Total comp sale was flat for Q2 as strength in Old Navy (+4%) was offset by the weakness in Gap (-5%). Banana Republic closed the quarter with flat comps. Monthly comps points to an unstable demand environment with Gap saw -3/-7/-2% for the 3 months of the quarter and Banana Republic saw a bigger swing in comps with +3/-7/+6%. The volatility could indicate that the months with better comps were driven by promotional activities, which I view as unsustainable. I will be more constructive with the stock once I see a stable demand in the core brand and the upcoming back-to-school season could provide investors with vital clues on whether such stability can be achieved.

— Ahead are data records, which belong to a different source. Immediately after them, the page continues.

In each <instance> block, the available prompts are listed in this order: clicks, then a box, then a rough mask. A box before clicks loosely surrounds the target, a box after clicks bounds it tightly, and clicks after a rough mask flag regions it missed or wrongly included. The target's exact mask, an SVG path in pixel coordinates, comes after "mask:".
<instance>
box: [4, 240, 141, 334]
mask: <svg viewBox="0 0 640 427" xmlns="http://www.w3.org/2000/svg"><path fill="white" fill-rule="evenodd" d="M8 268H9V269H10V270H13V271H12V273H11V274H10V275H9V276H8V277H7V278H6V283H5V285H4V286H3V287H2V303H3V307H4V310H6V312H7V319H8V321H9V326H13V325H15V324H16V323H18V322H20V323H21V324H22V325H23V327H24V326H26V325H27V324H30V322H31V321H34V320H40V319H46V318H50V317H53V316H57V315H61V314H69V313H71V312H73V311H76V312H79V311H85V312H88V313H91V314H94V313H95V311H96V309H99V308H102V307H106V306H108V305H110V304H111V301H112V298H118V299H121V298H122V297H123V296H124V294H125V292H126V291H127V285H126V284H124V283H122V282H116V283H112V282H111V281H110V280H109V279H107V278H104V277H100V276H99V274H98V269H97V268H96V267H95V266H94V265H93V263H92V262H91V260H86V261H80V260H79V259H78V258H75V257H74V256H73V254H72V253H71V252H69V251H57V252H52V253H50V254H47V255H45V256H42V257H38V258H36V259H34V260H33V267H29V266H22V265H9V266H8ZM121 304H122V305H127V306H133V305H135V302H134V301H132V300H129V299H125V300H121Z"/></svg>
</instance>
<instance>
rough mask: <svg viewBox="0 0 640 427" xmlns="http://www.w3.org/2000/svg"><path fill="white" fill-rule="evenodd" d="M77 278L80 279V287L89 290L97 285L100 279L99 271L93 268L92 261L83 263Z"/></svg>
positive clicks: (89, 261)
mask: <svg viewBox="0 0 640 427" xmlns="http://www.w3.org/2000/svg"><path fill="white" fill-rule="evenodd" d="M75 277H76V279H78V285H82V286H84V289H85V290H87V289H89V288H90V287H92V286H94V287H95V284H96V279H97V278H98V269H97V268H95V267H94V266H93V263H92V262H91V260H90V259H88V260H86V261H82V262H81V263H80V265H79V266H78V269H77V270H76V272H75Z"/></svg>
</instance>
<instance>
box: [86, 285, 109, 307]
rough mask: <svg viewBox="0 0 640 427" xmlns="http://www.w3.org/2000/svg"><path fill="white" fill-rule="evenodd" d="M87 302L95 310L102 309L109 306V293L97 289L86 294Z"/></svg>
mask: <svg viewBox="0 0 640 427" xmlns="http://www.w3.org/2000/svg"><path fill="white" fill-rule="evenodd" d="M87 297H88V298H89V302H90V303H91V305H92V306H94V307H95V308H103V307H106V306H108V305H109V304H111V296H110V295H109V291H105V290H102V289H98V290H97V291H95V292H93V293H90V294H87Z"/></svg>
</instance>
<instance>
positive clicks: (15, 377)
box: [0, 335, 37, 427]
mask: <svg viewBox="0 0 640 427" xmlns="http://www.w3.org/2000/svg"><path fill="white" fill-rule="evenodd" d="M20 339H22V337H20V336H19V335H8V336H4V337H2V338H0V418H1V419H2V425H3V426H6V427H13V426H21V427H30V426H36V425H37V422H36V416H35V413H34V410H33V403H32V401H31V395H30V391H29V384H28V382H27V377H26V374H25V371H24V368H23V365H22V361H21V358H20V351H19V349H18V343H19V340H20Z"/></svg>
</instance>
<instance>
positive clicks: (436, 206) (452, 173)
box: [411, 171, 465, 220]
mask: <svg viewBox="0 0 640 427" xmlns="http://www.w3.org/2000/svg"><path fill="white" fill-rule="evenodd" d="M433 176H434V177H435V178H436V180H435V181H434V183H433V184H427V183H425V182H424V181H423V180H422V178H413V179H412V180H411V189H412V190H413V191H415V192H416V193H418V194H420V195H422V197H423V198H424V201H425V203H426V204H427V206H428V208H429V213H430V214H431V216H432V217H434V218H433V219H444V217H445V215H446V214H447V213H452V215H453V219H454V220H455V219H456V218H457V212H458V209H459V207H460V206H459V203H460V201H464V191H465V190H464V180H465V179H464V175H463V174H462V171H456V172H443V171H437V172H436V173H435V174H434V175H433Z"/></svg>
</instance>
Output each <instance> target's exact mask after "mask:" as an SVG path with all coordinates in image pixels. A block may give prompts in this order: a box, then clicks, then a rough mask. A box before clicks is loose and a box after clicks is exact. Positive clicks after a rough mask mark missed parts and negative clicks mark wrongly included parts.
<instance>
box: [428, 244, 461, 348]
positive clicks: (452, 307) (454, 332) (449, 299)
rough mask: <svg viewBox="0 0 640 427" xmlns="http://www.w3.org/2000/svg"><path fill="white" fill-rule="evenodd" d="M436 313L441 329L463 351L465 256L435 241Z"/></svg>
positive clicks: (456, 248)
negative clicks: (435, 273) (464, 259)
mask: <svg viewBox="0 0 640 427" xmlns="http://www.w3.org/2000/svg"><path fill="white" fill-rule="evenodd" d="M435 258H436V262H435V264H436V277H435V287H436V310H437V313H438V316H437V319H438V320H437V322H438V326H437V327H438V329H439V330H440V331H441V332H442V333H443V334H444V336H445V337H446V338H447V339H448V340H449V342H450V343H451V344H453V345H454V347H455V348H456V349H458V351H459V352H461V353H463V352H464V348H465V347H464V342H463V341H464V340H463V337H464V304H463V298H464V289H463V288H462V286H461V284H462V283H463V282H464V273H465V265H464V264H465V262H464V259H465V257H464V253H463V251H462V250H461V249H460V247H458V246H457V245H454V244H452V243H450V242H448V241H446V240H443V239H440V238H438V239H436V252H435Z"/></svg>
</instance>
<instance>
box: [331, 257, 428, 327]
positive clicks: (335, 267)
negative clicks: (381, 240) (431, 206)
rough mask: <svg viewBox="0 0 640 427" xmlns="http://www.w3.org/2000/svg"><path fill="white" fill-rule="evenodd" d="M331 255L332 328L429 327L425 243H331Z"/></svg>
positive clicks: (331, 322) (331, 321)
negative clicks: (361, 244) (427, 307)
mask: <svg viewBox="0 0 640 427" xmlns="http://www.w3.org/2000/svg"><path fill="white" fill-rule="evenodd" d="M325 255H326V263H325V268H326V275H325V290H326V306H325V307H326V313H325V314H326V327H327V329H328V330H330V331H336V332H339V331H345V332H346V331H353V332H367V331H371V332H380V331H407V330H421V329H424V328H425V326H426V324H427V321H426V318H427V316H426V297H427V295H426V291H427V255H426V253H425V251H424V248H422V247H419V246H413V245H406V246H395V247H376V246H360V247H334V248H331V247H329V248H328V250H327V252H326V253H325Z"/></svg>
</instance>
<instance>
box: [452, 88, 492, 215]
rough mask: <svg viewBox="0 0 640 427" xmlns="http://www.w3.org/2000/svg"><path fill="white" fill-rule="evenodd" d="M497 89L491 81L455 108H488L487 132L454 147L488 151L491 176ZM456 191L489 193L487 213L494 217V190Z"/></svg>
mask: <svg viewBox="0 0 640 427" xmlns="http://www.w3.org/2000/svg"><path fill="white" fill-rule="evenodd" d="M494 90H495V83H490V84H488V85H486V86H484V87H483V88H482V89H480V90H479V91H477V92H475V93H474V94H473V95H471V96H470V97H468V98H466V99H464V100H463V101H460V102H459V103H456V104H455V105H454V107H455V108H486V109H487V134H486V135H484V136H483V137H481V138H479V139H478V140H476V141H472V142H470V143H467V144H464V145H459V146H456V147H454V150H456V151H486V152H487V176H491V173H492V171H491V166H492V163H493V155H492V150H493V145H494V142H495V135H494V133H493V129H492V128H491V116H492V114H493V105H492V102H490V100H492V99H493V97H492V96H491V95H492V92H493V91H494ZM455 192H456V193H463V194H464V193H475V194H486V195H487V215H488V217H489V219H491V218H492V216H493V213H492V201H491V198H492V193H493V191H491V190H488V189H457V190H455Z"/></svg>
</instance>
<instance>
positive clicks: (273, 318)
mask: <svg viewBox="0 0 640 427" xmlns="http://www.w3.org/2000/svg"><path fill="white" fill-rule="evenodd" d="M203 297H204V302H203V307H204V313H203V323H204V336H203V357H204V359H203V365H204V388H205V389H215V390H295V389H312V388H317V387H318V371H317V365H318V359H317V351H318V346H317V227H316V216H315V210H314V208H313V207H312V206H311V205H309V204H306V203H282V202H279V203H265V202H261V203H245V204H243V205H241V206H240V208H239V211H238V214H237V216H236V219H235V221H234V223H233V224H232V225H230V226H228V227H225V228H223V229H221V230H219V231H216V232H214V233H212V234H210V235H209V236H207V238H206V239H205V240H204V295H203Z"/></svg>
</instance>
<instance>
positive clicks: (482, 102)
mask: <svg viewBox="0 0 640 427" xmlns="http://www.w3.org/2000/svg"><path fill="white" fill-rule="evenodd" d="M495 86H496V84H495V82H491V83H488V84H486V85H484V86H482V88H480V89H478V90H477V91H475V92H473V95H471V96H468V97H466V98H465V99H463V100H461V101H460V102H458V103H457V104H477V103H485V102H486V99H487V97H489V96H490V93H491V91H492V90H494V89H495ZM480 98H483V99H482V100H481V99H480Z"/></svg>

Gross margin to remain weak in the near-term

I expect gross margin to remain soft in the near-term as the company is unlikely to pullback on promotional activities. That said, investors can expect further margin pressure as Gap attempts to lower its inventory growth so that it is on par with that of the sales growth. Once the inventory is cleared up, margin expansion could follow due to the increased efficiency from the earlier investment in supply chain and infrastructure. On my observation, the company has made solid progress on improving its supply chain management to reduce raw material lead-time and improve the time to market to respond to consumer demand. This is critical in that Gap could achieve margin expansion in the second half of the year and effectively compete against the other fast fashion brands such as Zara and H&M. However, given the near-term headwind, I am remaining on the sidelines for now.